Épuisement des ressources

Il devient de plus en plus difficile d’extraire du charbon dans le nord-est. La plupart des gisements ont été exploités de manière trop intensive, certaines fosses descendant sur plus d’un kilomètre dans la terre.

À ces profondeurs, la température et l’humidité deviennent problématiques pour les grosses machines, de sorte que des méthodes plus exigeantes en main-d’œuvre sont utilisées. Mais les coûts de main-d’œuvre plus élevés signifient que le coût de l’extraction du charbon a atteint des niveaux insoutenables.

Selon un rapport récent, publié conjointement par l’Institut d’Études Urbaines et Environnementales de l’Académie chinoise des Sciences Sociales et l’Institut de Recherche sur les Chaînes de valeur Mondiales de l’Université du Commerce International et de l’Économie, les entreprises charbonnières du pays emploient en moyenne 11 personnes pour 10 000 tonnes de production de charbon. Cependant, des leaders de l’industrie tels que Shenhua et le China National Coal Group ont réduit cela à 4-5 personnes. En revanche, les entreprises plus anciennes du nord-est telles que le Groupe charbonnier de Jilin et le Groupe charbonnier de Shenyang en emploient environ 21, et le groupe charbonnier du Heilongjiang en emploie 48, soit quatre fois la moyenne nationale.

La main-d’œuvre supplémentaire augmente les coûts. Le groupe charbonnier du Heilongjiang paie 451 yuans pour extraire une tonne de charbon, les coûts de main-d’œuvre représentant 215 yuans. Cela se compare à moins de 200 yuans pour une tonne de charbon pour Shenhua.
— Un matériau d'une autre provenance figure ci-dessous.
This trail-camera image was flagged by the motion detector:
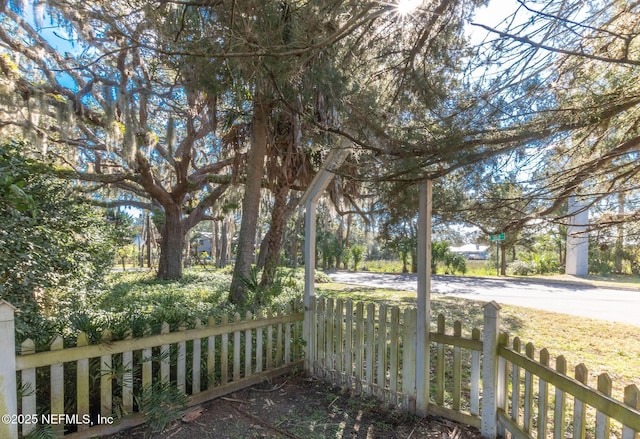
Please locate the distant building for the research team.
[449,244,489,261]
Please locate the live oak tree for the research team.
[0,1,238,279]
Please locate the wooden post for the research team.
[0,300,17,437]
[415,180,433,417]
[622,384,640,439]
[480,301,502,439]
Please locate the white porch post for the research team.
[303,198,318,373]
[0,300,18,438]
[565,196,589,276]
[300,144,349,373]
[415,180,433,416]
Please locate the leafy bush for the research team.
[0,143,120,344]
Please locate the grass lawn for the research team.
[317,283,640,399]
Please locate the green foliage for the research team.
[139,381,187,433]
[0,143,115,342]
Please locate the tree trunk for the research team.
[145,210,153,268]
[214,220,218,267]
[260,186,289,287]
[344,214,352,270]
[157,206,184,279]
[229,91,269,305]
[615,192,625,274]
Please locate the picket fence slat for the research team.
[122,335,133,414]
[399,308,417,413]
[176,326,187,393]
[596,373,612,439]
[469,328,481,416]
[354,302,364,392]
[244,311,253,377]
[220,315,229,385]
[50,335,65,435]
[343,300,353,387]
[434,314,445,406]
[191,319,202,395]
[160,322,171,383]
[553,355,567,439]
[376,304,387,399]
[233,313,242,381]
[100,330,113,418]
[538,348,549,439]
[573,364,589,439]
[389,306,400,406]
[20,335,36,435]
[7,298,640,439]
Le gouvernement a également mis la pression sur le secteur du charbon dans le nord-est par le biais de politiques visant à réduire la production d’électricité au charbon et la production d’acier, visant à améliorer la qualité de l’air. En 2016, la Chine a connu sa troisième année consécutive de réduction de sa consommation de charbon, ce qui porte à croire que la consommation de charbon du pays avait déjà atteint un sommet. En 2016, l’industrie a reçu l’ordre de réduire la production de charbon d’environ 500 millions de tonnes au cours des trois à cinq prochaines années, contre un niveau actuel de 3,8 milliards de tonnes par an.

Nouveaux emplois nécessaires

Le rapport estime que d’ici 2020, le secteur du charbon emploiera moins de trois millions de personnes, contre 5,29 millions en 2013. Cela signifie que d’ici sept ans, environ 2,3 millions de mineurs devront être réemployés.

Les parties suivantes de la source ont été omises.